## An example on DAX SUMX function which is the perfect row iteration function for a lot of use cases

## What

Often there is a need to calculate a DAX measure in a row level combining data from multiple tables. An example is a margin calculation: the margin percentage in a product level multiplied with the sales currency amount in an event level.

## How

DAX SUMX function is the choice for the job, as said by Microsoft: *Returns the sum of an expression evaluated for each row in a table*. However, there are a couple of pitfalls to this function. These are discussed in the Code section and Theory section of this post.
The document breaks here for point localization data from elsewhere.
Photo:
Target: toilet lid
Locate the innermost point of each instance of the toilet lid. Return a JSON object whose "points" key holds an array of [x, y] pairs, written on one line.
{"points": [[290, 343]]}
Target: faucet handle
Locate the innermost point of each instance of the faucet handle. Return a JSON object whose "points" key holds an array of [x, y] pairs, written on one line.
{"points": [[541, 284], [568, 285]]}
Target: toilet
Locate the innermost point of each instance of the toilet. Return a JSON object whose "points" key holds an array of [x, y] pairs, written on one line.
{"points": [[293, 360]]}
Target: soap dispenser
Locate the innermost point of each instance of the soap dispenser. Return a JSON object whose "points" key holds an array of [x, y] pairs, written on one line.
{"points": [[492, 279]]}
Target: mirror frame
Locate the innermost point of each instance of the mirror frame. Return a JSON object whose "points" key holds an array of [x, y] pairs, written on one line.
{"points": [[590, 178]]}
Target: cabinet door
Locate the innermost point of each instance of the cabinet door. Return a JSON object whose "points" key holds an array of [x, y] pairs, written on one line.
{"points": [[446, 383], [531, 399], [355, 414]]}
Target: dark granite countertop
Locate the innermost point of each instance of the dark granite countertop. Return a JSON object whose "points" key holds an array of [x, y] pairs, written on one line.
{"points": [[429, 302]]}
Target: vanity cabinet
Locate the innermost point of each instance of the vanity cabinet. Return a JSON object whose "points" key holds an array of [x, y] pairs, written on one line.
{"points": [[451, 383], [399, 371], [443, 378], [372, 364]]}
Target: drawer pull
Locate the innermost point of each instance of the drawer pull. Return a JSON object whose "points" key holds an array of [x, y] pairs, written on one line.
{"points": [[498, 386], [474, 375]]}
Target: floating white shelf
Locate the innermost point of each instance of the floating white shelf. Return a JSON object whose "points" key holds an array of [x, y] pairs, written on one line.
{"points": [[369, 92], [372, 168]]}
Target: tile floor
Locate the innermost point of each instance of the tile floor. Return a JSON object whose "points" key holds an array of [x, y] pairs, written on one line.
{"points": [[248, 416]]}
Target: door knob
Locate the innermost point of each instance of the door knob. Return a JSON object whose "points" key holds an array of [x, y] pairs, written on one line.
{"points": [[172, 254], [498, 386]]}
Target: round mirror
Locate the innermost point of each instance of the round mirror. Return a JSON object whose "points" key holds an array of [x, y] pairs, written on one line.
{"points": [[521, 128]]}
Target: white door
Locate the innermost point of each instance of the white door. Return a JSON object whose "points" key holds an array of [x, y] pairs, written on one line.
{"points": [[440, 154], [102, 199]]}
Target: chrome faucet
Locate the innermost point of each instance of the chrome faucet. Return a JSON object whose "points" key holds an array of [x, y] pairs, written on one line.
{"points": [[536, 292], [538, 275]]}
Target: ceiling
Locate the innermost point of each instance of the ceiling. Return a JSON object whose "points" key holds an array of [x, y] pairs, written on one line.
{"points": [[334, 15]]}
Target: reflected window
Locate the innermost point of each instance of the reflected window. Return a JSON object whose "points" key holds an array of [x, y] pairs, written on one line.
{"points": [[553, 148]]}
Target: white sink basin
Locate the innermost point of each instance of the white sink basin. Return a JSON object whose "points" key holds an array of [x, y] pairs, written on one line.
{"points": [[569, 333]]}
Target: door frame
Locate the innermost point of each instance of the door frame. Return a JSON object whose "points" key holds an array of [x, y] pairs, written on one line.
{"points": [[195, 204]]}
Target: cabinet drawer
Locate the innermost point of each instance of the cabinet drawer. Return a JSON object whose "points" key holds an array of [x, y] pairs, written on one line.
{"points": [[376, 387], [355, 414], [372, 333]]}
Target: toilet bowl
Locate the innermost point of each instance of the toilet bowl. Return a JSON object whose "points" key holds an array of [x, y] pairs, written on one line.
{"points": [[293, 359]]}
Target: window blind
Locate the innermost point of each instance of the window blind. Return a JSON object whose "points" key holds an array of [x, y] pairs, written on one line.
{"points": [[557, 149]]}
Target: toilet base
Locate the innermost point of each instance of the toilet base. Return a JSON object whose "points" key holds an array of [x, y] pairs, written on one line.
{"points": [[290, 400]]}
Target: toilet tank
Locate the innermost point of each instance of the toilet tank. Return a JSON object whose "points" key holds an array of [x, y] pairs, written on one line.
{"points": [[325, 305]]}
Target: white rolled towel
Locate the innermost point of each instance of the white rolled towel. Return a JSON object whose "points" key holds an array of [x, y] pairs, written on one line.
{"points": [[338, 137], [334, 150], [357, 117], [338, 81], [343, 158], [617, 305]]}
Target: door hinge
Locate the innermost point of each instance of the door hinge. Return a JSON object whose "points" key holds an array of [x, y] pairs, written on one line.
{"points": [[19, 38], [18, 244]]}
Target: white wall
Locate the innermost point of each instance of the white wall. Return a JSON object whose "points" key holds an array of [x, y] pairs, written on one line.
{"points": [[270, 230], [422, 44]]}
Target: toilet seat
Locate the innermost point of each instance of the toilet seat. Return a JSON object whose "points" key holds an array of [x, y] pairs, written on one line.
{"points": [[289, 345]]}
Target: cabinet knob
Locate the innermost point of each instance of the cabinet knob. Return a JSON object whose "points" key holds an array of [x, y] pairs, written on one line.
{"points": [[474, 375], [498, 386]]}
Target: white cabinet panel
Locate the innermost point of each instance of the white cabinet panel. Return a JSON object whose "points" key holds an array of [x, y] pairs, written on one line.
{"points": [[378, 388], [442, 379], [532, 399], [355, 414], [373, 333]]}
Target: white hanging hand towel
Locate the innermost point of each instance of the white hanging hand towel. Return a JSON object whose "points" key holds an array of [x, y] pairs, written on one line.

In addition, one should consider when to use DAX MEASURE, especially SUMX, in the first place. SUMX uses a lot of memory and resources, and typically the operation of SUMX can be done without SUMX and with SUM by making new columns to the data model and then using the simple SUM. You can read more about whether to use DAX MEASURE in my following post: Power BI DAX When to Use Measure VS Calculated Column VS Other Tools. To see a DAX query time benchmark where SUMX is used see my post: The Cost of Relationships, Snowflake vs Star Schema.

## Code

Here are presented two different approaches. Be aware that the 1) CALCULATE approach gives correct results only with a table (to which the SUMX refers to iterate) which has a row id in each row. If there are duplicates, like duplicate sales events, one should either add a row id (best solution for the data model usability and reliability) or use the 2) COLUMN approach of SUMX

--1) CALCULATE approach Measure SUM MARGIN with CALCULATE = SUMX(sales;CALCULATE(SUM(sales[Sales])*MAX(category_margin[Margin]))) --2) COLUMN approach Measure SUM MARGIN with COLUMNS = SUMX(sales;sales[Sales]*RELATED(category_margin[Margin]))

## Theory

With the 1) CALCULATE approach presented above happens context transition (see for example https://www.sqlbi.com/articles/understanding-context-transition/). This means the sales table being iterated is a filter context table = distinct row presentation. If there is a duplicate row, it is iterated as one row. This is not usually the desired behavior when we want to iterate sales events in the row level.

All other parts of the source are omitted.